Over time though, with the explosion of Process Builder and the iterations of Flow Builder, it seemed a mantra emerged.
Triggers and code may break my bones, but clicks will never hurt me.
Developers jump quickly to code, shunning Flows as less efficient. I am here to tell you it doesn’t have to be one or the other; it can be both.
I am not saying that engineers need to give up Apex – sometimes it’s quicker to write Apex than fire up Flow Builder.
I am also not saying that Administrators need to learn to code. I am saying the opposite; if you’re an Administrator and code doesn’t interest you, don’t worry about it. But, knowing what is possible with a Lightning Web Component or a callout will help you in the long run.
Administrators and Developers Working Together Deliver Wonders
Development and Admin teams partnering together deliver remarkable features. Flows can be built that handle most of the logic in automation that calls an Apex action to interact with a third-party API or process complex logic.
You can undoubtedly build flow elements if you need to parse a multi-select picklist. Still, the readability of the Flow suffers as multiple steps are required. Instead, you can call an Invocable Method through an Apex action, reducing the amount of complexity and ensuring your Flow is readable.
The Best Solution is the One That Works
Whether you choose clicks or code, the best solution is the one that delivers value to your users. We shouldn’t agonize over what solution to implement, as chances are we will use what we are most comfortable with.
In smaller organizations, we may not have the resources available to implement the best case solution. We are constrained by budgets, by time, and the demands of our business units.
We may be dissuaded when we read blogs or go through the Trailhead community by posters saying what best practice is or to leverage other tools. But, keep in mind that the resources of Enterprise clients often outweigh ours.

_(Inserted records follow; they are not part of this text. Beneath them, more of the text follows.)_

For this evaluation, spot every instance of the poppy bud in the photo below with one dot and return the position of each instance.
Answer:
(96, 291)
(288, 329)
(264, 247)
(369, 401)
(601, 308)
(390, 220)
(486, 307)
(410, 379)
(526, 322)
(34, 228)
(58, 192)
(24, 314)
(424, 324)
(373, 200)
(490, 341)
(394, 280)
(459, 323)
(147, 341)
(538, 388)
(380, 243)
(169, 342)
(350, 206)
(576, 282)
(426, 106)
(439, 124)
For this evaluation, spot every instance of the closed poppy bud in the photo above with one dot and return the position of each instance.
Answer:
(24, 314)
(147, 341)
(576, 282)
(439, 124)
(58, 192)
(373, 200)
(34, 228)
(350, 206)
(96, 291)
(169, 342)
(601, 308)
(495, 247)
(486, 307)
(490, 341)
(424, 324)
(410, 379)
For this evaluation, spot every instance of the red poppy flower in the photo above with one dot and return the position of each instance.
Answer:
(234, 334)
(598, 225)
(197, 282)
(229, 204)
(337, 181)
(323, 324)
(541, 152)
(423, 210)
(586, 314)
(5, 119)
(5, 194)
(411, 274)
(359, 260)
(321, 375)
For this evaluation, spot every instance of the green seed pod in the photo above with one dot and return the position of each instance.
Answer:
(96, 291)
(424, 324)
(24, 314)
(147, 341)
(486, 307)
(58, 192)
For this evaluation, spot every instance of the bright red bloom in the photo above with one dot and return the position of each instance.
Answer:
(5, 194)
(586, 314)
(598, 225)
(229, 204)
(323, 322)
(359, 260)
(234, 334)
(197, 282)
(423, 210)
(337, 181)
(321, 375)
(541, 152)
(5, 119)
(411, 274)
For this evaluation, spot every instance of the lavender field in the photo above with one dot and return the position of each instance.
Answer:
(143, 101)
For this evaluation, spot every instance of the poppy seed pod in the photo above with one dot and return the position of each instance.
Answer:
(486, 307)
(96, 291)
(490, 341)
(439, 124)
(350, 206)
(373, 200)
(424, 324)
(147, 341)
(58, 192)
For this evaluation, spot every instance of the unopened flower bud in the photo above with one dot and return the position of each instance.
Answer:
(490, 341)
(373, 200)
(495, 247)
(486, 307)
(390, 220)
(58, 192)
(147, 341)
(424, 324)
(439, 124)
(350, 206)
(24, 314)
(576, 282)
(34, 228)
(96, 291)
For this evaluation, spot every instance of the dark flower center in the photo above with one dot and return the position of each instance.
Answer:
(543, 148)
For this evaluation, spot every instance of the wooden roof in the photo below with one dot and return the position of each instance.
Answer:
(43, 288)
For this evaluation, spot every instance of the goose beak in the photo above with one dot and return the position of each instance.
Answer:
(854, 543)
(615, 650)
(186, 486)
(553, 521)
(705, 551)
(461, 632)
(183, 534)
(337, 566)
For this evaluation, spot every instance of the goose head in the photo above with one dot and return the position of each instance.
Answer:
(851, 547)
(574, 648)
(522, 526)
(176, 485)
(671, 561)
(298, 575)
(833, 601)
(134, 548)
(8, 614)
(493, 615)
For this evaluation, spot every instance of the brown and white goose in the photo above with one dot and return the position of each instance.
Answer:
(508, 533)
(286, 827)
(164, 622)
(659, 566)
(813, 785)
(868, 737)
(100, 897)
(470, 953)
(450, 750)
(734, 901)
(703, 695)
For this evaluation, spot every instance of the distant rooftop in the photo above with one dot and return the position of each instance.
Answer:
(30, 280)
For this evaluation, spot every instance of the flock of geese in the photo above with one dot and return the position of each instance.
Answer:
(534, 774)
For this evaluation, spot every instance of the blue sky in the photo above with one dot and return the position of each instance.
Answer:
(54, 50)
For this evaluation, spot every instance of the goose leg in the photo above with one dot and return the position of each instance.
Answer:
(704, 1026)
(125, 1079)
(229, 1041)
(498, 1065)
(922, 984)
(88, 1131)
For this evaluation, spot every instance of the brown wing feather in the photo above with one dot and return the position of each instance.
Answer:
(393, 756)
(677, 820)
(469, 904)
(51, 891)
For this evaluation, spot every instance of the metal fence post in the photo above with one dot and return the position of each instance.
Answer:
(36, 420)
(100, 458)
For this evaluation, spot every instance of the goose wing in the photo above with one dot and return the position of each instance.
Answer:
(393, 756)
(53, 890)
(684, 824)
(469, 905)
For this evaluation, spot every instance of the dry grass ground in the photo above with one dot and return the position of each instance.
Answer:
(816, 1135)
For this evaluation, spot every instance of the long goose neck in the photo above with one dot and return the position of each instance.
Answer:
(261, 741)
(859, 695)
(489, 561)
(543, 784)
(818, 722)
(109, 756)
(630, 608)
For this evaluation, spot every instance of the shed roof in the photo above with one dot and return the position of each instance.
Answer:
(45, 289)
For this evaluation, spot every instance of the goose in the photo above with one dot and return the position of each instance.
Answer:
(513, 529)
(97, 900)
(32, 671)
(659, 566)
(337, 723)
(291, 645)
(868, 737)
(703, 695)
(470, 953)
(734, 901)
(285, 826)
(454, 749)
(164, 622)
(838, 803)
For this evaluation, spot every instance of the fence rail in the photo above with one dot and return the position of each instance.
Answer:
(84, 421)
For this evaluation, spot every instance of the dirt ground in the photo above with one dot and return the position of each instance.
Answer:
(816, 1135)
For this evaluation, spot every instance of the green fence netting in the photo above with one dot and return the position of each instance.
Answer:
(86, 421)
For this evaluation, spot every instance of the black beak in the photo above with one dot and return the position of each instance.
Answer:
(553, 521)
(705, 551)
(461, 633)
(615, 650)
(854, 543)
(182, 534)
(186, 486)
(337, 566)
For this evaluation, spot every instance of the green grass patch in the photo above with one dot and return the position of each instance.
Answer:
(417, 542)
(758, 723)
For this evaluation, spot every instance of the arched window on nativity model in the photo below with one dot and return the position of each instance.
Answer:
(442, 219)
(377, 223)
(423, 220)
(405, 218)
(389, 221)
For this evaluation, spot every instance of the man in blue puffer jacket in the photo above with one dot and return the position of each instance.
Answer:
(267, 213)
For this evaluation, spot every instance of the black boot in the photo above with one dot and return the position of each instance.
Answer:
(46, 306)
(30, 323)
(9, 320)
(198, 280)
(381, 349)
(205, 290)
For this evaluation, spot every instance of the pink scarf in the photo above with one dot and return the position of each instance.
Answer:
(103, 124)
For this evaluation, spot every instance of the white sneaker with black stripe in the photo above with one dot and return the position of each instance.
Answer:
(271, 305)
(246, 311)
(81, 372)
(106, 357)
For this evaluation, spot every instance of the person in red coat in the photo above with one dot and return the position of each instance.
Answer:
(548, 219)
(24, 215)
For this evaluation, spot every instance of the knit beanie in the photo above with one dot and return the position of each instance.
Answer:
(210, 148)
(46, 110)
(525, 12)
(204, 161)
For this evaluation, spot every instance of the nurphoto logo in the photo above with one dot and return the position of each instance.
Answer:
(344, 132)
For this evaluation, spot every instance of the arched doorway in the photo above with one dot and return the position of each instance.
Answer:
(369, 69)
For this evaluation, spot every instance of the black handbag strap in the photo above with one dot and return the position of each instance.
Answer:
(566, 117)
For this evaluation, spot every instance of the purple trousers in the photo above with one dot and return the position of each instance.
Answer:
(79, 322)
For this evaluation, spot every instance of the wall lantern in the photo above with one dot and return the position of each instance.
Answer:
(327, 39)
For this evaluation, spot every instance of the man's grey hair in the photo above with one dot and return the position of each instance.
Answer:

For instance, we know that for UAT, the best practice is to utilize a Full Copy Sandbox. This way, our data mimics Production, and we can identify any issues before releasing it to Production. But, I know of a few SMB customers that have the budget for a Full Copy or even a second Partial Copy sandbox.
So, we do what is best for our organizations, a best practices lite approach. We know what we should do and accommodate for our variables.
The same rings true for which automation tool we choose to use.
Clicks AND code, not Clicks OR Code
The true answer is we should leverage clicks and code. The two are not mutually exclusive.
We may see more Triggers and other Apex Classes in large enterprise organizations to handle automation cases. In some cases, we see Triggers more due to the technical debt incurred before features such as Process Builder and Flow were released.
Larger enterprises tend to also have requirements to connect to ERPs, fulfillment platforms, or other resources. While we are seeing a need for interconnectivity at the SMB level, we tend to choose applications that have native integrations, so no code is needed.
In the end, Developers should embrace Flow as a tool in their toolbox. Administrators, yes, you can reach for Flows to solve your issues, but don’t forget that Developers can be a great sounding board for how to approach a problem. If we can learn what tools our Administrators are using, we can empower them.
What has been your favorite solution that you’ve built using both Declarative and Programmatic solutions? I would love to hear them.